Actions des agriculteurs français en colère
Le premier ministre Gabriel Attal est attendu avec de premières mesures vendredi, après une semaine d'un mouvement de colère des agriculteurs qui devient de plus en plus radical contre les symboles de l'Etat et les grandes surfaces.
Arnaud Rousseau, président de la FNSEA, a demandé, entre autres, le versement d'aides de la Politique agricole commune dues depuis octobre, ou encore d'indemnisations liées à la grippe aviaire, et prévenu que le mouvement s'amplifierait si les agriculteurs jugeaient les annonces gouvernementales insuffisantes.
Selon le premier syndicat agricole de France, qui a estimé à 55'000 le nombre de manifestants jeudi, le déplacement du premier ministre aura lieu vendredi après-midi en Haute-Garonne, dans la région où le mouvement a commencé, mais Matignon n'a pas confirmé le lieu.
Le temps presse d'autant plus pour le gouvernement que les "syndicats risquent d'être débordés si l'attente est trop longue", ont alerté les services de renseignement dans une note consultée par l'AFP, soulignant que "les risques de troubles à l'ordre public sont réels".
Feux et fumier
A Bordeaux, des agriculteurs ont allumé des feux de paille et de palettes devant la préfecture et le conseil départemental. Du fumier a aussi été déversé devant l'hôtel de région, où quelques agriculteurs ont fait mine d'essayer de pénétrer avant de rapidement faire machine arrière.

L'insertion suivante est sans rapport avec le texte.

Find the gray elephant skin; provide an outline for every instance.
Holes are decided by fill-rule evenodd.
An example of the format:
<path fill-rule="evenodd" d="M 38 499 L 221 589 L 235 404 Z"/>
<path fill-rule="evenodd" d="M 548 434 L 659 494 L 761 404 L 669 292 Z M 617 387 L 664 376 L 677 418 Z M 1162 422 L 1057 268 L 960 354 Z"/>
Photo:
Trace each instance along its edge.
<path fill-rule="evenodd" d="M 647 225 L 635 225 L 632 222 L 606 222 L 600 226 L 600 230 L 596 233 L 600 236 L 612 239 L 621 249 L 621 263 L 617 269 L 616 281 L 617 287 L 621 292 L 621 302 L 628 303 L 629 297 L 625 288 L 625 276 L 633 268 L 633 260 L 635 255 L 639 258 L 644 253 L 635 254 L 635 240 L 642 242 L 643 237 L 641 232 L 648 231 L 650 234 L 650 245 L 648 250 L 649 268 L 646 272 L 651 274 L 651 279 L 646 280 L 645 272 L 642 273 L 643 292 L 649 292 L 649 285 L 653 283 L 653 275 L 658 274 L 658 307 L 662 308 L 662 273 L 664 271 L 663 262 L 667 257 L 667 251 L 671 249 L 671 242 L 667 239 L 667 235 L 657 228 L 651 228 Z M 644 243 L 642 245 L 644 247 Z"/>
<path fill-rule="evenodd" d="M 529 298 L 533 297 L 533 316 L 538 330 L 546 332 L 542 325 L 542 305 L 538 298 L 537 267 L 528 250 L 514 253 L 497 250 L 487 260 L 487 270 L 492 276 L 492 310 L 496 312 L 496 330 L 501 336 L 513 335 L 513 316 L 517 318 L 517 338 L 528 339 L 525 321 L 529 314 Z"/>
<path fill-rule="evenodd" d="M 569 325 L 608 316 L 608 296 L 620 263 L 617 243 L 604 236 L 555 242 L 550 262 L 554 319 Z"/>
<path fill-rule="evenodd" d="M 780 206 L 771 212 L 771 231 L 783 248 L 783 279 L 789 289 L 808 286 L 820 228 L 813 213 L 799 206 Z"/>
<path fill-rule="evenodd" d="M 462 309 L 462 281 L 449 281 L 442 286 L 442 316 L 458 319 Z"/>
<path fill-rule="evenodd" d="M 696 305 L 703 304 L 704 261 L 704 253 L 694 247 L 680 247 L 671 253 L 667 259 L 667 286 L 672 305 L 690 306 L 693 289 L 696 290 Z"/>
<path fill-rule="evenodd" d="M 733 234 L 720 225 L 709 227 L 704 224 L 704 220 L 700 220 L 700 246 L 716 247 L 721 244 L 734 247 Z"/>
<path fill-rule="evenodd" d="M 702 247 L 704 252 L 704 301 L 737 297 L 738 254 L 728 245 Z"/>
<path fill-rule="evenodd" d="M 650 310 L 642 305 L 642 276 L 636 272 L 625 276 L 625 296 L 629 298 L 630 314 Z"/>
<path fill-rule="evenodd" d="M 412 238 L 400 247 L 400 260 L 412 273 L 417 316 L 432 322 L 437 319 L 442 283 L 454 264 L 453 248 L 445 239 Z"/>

A Agen, des agriculteurs ont bloqué la gare, après avoir multiplié les actions contre la grande distribution dans la matinée. Un sanglier a été pendu devant un bâtiment de l'Inspection du travail.
Présent jeudi soir sur un point de barrage de l'Isle-Jourdain, le député Renaissance Jean-René Cazeneuve a été enfariné par un agriculteur après des échanges assez houleux.
Près de Béziers, des viticulteurs ont forcé jeudi matin les portails de deux entrepôts de la grande distribution, après avoir incendié des palettes dans la cour d'un grand négociant de vin. "Maintenant c'est du pain ou ça sera du plomb", proclamait une pancarte dans le cortège.
Sans intervention des forces de l'ordre, sur instruction gouvernementale.
"Est-ce que les agriculteurs s'en prennent aux policiers et aux gendarmes? Est-ce qu'ils mettent le feu aux bâtiments publics? Ce n'est pas le cas", s'est défendu Gérald Darmanin sur TF1. "Je suis habitué aux coups de sang de ceux qui souffrent et qui ne gagnent pas beaucoup d'argent".
Les agriculteurs ont organisé 77 points de blocage jeudi un peu partout en France, selon un décompte du syndicat majoritaire FNSEA.
Prochaine étape, la région parisienne?
Les sections d'Ile-de-France de la FNSEA et des Jeunes agriculteurs (JA) ont appelé leurs adhérents à se rassembler vendredi "sur les grands axes autour de la capitale".
Mais les agriculteurs indiquent qu'ils se rapprocheront de Paris, sans forcément y rentrer, si les annonces de Gabriel Attal sont jugées insuffisantes.
Camions étrangers vidés
"L'objectif pour ce soir c'est de bloquer" à Amblainville, à environ 60 kilomètres de Paris, a indiqué à l'AFP Luc Smessaert, vice-président de la FNSEA, en affirmant être dans un convoi de "150-200 personnes, une quarantaine de tracteurs". "Après on verra."
Les agriculteurs en colère "ont raison de monter jusqu'à Paris" tant qu'ils n'ont pas de réponses, a estimé jeudi le secrétaire national du Parti communiste Fabien Roussel.
La FNSEA et les JA ont présenté mercredi soir au premier ministre une liste de 140 revendications, allant du versement immédiat d'aides dues à l'allègement de contraintes environnementales.
Symptôme du rejet des paysans français vis-à-vis d'une concurrence étrangère qu'ils jugent souvent déloyale, des manifestants ont arrêté et vidé "des camions étrangers, la plupart espagnols, marocains ou bulgares" sur la N7 à hauteur de Montélimar, a indiqué à l'AFP Sandrine Roussin, présidente du syndicat FDSEA de la Drôme.
La gauche, comme les ONG écologistes, estime que la solution n'est pas de revenir sur les contraintes environnementales, mais de lutter contre les importations alimentaires de pays utilisant plus de pesticides ou ayant des normes moins contraignantes, en refusant des traités de libre-échange.